On Thursday, Huizar joined LA County Supervisor Hilda Solis to kick-off a City of L.A. homeless donation meter effort, as part of the Real Change Movement, with proceeds going to non-profit The People Concern in their work with the C3 program in Skid Row.

Huizar Calls for Major Triage Response in Skid Row

Councilmember Huizar issues legislation Friday, February 9, calling for a major shift and triage-like response to immediately assist Skid Row homeless get into temporary housing.


Downtown_News_Op-ed.jpg

L.A. City Councilmember José Huizar introduced legislation Friday calling for a major shift in addressing homelessness in Skid Row – the largest homeless encampment in the United States. Huizar’s motion directs City staff to report back on funding and implementation of emergency shelter for the more than 2,000 people in Skid Row who have no shelter and sleep on the streets on a nightly basis.

This week, the Homelessness & Poverty Committee, which Huizar helped establish and currently serves on, approved funding to provide trailers as temporary shelter with services in a parking lot near El Pueblo Historical Monument with the goal of assisting homeless individuals around El Pueblo move to bridge and permanent supportive housing within six months.

Huizar wants a similar but ramped up response done in Skid Row.

"I've always said that for Skid Row we need triage, emergency, immediate-shelter assistance,” said Councilmember Huizar. "What we have right now is that the service providers and shelter beds are overwhelmed and we don't have enough, so why not do this triage-type emergency approach? We’ve accepted the situation in Skid Row for too long, and we shouldn’t. We need a drastic departure. More than anywhere else in the City, the unforgiving grasp of homelessness that is occurring in Skid Row is simply untenable and an utter tragedy – it is the greatest example of the moral dilemma we face in addressing homelessness. We need a crisis response in Skid Row that is equal to the scale of that tragedy.”

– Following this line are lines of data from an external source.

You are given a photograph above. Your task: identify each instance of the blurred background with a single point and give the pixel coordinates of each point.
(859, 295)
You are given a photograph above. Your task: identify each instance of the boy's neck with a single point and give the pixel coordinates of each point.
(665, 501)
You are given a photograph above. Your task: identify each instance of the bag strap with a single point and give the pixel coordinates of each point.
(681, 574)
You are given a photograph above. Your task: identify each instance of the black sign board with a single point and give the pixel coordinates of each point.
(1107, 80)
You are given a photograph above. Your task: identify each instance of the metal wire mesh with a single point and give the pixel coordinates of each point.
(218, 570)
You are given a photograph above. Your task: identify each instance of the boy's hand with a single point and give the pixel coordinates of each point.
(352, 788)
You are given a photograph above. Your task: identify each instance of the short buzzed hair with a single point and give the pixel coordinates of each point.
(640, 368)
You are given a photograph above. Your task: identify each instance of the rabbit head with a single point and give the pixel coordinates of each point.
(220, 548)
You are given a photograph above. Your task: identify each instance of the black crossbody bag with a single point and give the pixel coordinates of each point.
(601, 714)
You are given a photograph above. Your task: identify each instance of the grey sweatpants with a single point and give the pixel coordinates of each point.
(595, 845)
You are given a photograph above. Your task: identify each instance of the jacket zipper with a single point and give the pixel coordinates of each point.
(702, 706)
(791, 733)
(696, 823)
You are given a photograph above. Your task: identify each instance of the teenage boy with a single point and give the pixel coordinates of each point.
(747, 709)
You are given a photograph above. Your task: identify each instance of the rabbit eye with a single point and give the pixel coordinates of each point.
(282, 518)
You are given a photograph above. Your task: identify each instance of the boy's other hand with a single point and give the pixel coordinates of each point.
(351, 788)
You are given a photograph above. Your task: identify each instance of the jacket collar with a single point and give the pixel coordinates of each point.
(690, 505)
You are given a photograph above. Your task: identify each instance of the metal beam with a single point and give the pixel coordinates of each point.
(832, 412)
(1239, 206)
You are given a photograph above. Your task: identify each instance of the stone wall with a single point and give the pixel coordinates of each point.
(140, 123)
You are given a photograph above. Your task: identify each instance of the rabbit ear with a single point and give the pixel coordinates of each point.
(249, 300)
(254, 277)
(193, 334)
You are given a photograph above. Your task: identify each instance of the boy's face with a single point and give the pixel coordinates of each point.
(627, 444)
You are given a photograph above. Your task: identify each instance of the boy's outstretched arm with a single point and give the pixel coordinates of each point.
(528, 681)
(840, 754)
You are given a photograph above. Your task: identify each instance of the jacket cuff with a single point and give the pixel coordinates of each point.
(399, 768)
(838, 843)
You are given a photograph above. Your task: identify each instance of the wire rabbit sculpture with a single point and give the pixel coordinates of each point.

Huizar’s motion calls for a full study of the number of shelter beds currently available and an estimate of the number needed; cost estimates and potential funding sources; study of city-owned properties that might be suitable for temporary emergency shelter; strategies to ensure that participants in emergency shelter are being readied for long-term housing; near term actions needed to establish the first sites with community input; recommendations for storage and other services needed to augment shelter and address street conditions.

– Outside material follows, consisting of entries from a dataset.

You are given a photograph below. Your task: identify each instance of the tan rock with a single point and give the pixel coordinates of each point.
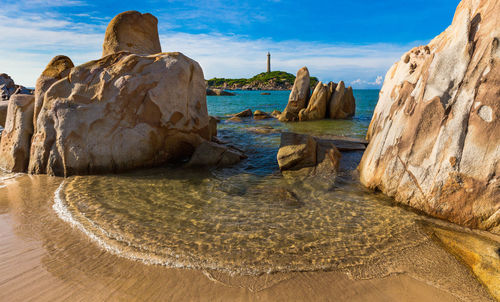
(58, 68)
(296, 151)
(316, 109)
(9, 88)
(299, 96)
(214, 154)
(121, 112)
(219, 92)
(16, 137)
(435, 133)
(342, 103)
(261, 115)
(244, 113)
(133, 32)
(4, 105)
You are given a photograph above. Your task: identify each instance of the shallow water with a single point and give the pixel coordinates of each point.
(320, 237)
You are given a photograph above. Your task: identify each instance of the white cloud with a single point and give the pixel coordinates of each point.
(35, 38)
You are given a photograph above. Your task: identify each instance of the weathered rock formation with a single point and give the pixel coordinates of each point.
(305, 155)
(133, 32)
(218, 92)
(120, 112)
(316, 109)
(212, 126)
(58, 68)
(261, 115)
(435, 133)
(244, 113)
(9, 88)
(299, 96)
(342, 104)
(16, 137)
(327, 101)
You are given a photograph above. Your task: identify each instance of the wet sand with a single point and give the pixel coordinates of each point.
(42, 258)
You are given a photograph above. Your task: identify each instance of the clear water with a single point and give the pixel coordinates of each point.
(246, 219)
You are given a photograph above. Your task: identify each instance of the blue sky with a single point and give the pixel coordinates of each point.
(355, 41)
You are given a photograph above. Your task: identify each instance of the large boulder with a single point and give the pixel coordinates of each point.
(133, 32)
(304, 155)
(299, 96)
(58, 68)
(316, 109)
(342, 103)
(120, 112)
(218, 92)
(435, 133)
(16, 137)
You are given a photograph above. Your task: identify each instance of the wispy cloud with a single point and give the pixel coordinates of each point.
(34, 38)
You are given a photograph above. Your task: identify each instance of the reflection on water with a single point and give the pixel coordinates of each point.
(237, 222)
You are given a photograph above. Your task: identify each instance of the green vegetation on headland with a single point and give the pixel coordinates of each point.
(275, 80)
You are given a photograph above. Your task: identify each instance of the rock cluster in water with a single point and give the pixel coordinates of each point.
(330, 100)
(135, 107)
(302, 154)
(435, 133)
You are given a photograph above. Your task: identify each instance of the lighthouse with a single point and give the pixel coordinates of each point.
(268, 62)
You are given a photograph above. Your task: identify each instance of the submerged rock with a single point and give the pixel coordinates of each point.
(121, 112)
(342, 103)
(235, 119)
(435, 132)
(3, 112)
(9, 88)
(16, 137)
(219, 92)
(261, 115)
(212, 126)
(316, 109)
(58, 68)
(214, 154)
(244, 113)
(299, 96)
(304, 154)
(133, 32)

Councilmember Huizar also introduced another motion directing City staff to report back on rewriting the city standards for emergency shelter implementation that is consistent with state standards, which are less restrictive than the City’s.

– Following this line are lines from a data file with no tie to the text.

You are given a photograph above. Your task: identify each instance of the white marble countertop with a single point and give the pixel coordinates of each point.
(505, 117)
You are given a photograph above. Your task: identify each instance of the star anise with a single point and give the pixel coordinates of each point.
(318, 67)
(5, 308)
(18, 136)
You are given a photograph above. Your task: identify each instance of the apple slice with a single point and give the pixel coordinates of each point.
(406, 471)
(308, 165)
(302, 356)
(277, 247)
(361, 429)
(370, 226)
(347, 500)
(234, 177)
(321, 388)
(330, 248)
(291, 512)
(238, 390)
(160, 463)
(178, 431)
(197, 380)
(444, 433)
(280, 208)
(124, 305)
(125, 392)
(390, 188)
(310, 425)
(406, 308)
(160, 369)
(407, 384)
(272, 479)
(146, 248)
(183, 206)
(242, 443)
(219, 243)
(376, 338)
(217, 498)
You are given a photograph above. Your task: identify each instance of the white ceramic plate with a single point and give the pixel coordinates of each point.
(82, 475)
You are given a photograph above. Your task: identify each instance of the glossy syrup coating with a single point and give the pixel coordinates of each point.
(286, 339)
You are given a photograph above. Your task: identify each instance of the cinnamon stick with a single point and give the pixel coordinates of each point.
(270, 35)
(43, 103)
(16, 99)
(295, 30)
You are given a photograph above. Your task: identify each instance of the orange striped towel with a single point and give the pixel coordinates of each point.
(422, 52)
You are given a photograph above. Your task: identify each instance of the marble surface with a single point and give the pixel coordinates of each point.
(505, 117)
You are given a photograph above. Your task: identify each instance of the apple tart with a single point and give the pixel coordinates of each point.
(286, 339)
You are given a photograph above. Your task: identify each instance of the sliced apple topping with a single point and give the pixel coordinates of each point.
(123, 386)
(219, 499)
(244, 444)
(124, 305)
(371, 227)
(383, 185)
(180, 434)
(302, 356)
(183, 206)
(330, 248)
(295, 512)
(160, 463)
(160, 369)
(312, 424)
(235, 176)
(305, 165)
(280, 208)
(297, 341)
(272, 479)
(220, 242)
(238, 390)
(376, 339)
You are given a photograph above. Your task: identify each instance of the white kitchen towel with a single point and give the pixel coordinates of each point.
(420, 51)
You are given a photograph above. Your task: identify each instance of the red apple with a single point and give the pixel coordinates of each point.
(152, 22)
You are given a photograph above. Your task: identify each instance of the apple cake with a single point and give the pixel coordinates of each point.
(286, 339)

Councilmember José Huizar is one of the City of Los Angeles’ most proactive elected officials in pursuing creative solutions to address homelessness. He was the initiator for Skid Row’s successful City Community County (C3) program. Huizar first worked with LA County Supervisor Mark-Ridley Thomas to bring County mental health, medical, rehabilitative and housing experts into Skid Row for intensive outreach during the City’s Operation Healthy Streets cleanups. C3 is now the model for the entire County of Los Angeles. Huizar also teamed with Council President Herb Wesson to create the nation’s first permanent large-city committee to address homelessness; oversaw as Co-Chair of that committee the creation of the City’s Homelessness Strategic Plan; and he co-authored Proposition HHH, the $1.2 billion homeless housing bond, which received more than 76% voter approval, the largest City bond in history.

Councilmember Huizar also led the effort on the Los Angeles City Council, with the support of Mayor Garcetti, to create a Linkage Fee program, which will generate hundreds of millions of dollars to provide for new affordable housing and protect existing affordable housing throughout the City in order to keep Angelenos from falling into homelessness – which the City’s Homelessness Strategic Plan called for.

On Thursday, Huizar joined LA County Supervisor Hilda Solis to kick-off a City of L.A. homeless donation meter effort, as part of the Real Change Movement, with proceeds going to non-profit The People Concern in their work with the C3 program in Skid Row.